STAT.6 - LYC=LY STAT Interrupt Enable

This bit (similarly to bits 5 through 3) acts as a “condition enabler” for firing STAT interrupts. This specific bit allows STAT interrupts to be triggered by a comparison of the LY register (number of current scanline) with the LYC register ($FF45, explained later on). If the values are equal, a STAT interrupt is triggered.

Note: This interrupt is only triggered once per scanline due to STAT IRQ Blocking explained later on.

STAT.5-3 - PPU Mode STAT Interrupt Enable

Like bit 6, the bits 5 through 3 also act as “condition enablers” for the STAT interrupt.

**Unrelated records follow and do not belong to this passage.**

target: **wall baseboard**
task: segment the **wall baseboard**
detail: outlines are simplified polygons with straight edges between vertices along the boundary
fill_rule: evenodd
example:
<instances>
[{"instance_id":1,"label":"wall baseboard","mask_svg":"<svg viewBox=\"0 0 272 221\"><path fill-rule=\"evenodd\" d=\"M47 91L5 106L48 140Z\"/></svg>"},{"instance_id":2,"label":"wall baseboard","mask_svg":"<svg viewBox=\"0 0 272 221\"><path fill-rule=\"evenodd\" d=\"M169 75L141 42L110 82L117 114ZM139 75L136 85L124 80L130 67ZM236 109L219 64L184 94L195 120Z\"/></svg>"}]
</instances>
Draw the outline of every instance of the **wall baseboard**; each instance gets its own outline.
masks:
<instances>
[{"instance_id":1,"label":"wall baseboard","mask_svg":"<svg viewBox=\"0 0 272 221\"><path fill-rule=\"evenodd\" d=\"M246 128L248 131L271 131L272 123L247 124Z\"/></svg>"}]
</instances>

Specifically, they allow a STAT interrupt to be triggered whenever the PPU enters a specific mode, as described in the following table:

Bit PPU Mode
STAT.5 Mode 2 (OAM Scan)
STAT.4 Mode 1 (VBlank)
STAT.3 Mode 0 (HBlank)

STAT.2 - Coincidence Flag

This bit is updated by the PPU whenever a new scanline is started or the contents of the LYC register change. If LY=LYC, the bit is set to 1, otherwise it is set to zero. It cannot be overwritten by the CPU, as it is read-only.

STAT.1-0 - PPU Mode

The bottom two bits of the STAT register are read-only to the CPU and are updated by the PPU each time it switches between modes. (Ref. PPU Mode Timing) This is important for some games, as they continuously check the value of these bits rather than using interrupts do determine the mode the PPU is in.

STAT IRQs and Blocking

STAT Interrupts are triggered conditionally, based on the state of bits 6-3 of the STAT register. If any of the selected conditions is met, bit 1 of the Interrupt Flag register (IF) is set. However, as long as at least one of the selected conditions is met, no further STAT interrupts can be fired. This is referred to as “STAT IRQ Blocking”.

Example: The LYC register is set to the value 0x10 and the LY=LYC STAT Interrupt condition is enabled. As soon as LY=0x10, the STAT interrupt is fired. While the PPU is on the same scanline, the Mode 0 STAT Interrupt condition is enabled. Usually, this would cause another STAT interrupt towards the end of the scanline as soon as the PPU switches to mode 0. However, since the LY=LYC condition is still met, the interrupt is not fired, as there is no transition from “no conditions met” to “any condition met”. On the next scanline the LY=LYC condition would not be met anymore, therefore the interrupt would fire there as soon as the PPU switches to mode 0.